We were still scratching for news at CBC Edmonton. Though it was nine hours distant that early in the morning, we went right to work trying to find local stories suitable for the station’s voracious suppertime newscast.
After about an hour of digging, it became obvious that there was very little happening in the city that day – and certainly nothing we could use as a lead story. There was only one development that came close: an item buried in a thick document sent to us by the provincial treasury: the financial ‘estimates’ of the various government departments.
I recognized a prospective item for our suppertime news yarn in the estimates set out for Alberta Government Telephones, my employer when I worked for CKUA: what it would cost to run CKUA for a year. 150-thousand dollars didn’t strike me as an exorbitant sum, but Alberta Government Telephones was at that time claiming to be strapped for cash, and had asked the government for permission to raise the rates it charged its subscribers. The request had been met with outrage – especially outside Edmonton.
Both Joe and I saw a news story there: not a very exciting one, but at least something. We would have to peg our report to two nagging embarrassments CKUA continued to cause the government:
– that the station’s license to broadcast was still owned by the University of Alberta (where the ‘UA’ in CKUA came from) and not, as required by law, by the people operating the station – Alberta Government Telephones, or, more accurately, the government of Alberta. And –
– though the new transmitter installed in 1960 had appreciably improved CKUA’s signal in Edmonton and northern Alberta, the station still couldn’t be heard consistently or clearly in southern cities like Medicine Hat and Lethbridge.
Our developing story even had an ironic twist: Edmonton had its own telephone system, independent of AGT, so the people who could hear CKUA best didn’t contribute to its upkeep with their ‘phone bills, while those who couldn’t did.
We added them up:
– a basis in a newly released government document.
– a link to an already established embarrassment, and
– a twist.
Joe and I were satisfied we had found our lead story for the suppertime news. All that remained was a very personal dilemma for me: There was by then an established CBC style to be followed in presenting the news. It’s the same one in effect today: a studio announcer ‘sets up’ a story, and then brings a CBC newsman into the picture, literally, to fill in the details. It’s thought to lend the report more authority.
My question to Joe was: who’s that newsman going to be? I had worked for CKUA and been dismissed because of a disagreement with the government; I didn’t think I should be the one to suggest that CKUA was an unnecessary expense; it would look too much like revenge. Joe agreed – up to a point. But I was all he had that day, and time was running out.
Accordingly, I found myself later that afternoon standing on Jasper avenue, microphone in hand, with – as a backdrop – the CKUA mural I had designed, doing a stand-up report described this way in Marylu Walters’ 2002 book “CKUA, Radio Worth Fighting For”:

“An editorial read over CBXT by one Pat McDougall brought attention to the fact that AGT’s budget “could be pared by a 150-thousand dollars or more every year by simply selling a radio station it isn’t licensed to operate.” The editorial called the money spent on CKUA “the least explainable item on AGT’s budget” and pointed out that the station was heard best in Edmonton, “and worst, not at all, practically speaking, in Lethbridge and Medicine Hat.”

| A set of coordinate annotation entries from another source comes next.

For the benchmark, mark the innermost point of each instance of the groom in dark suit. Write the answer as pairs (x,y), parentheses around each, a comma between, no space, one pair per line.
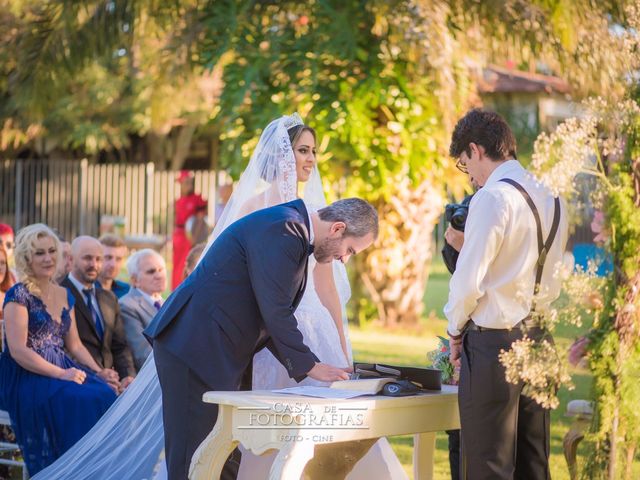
(240,298)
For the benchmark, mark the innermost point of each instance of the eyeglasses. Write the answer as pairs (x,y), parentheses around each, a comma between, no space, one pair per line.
(462,166)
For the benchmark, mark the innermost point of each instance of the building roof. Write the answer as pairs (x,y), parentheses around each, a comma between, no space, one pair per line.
(501,80)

Of course, what I was reading was not an ‘editorial.’ The CBC doesn’t permit editorials on its newscasts, and even where a close equivalent makes an appearance elsewhere on CBC TV, it isn’t a newsman who is seen reading it. Rex Murphy, yes, but Don Newman, never. At least, that’s the way it’s supposed to be. But even at the mighty CBC, things aren’t always as they are supposed to be.


One Response to “Chapter Twenty-seven”

  1. Alec Bollini Says:

    I wish you had expanded more on the Christian Action Movement. Are they still around? Were you criticized, praised for your report?
    Hell, now I’m sounding like an editor!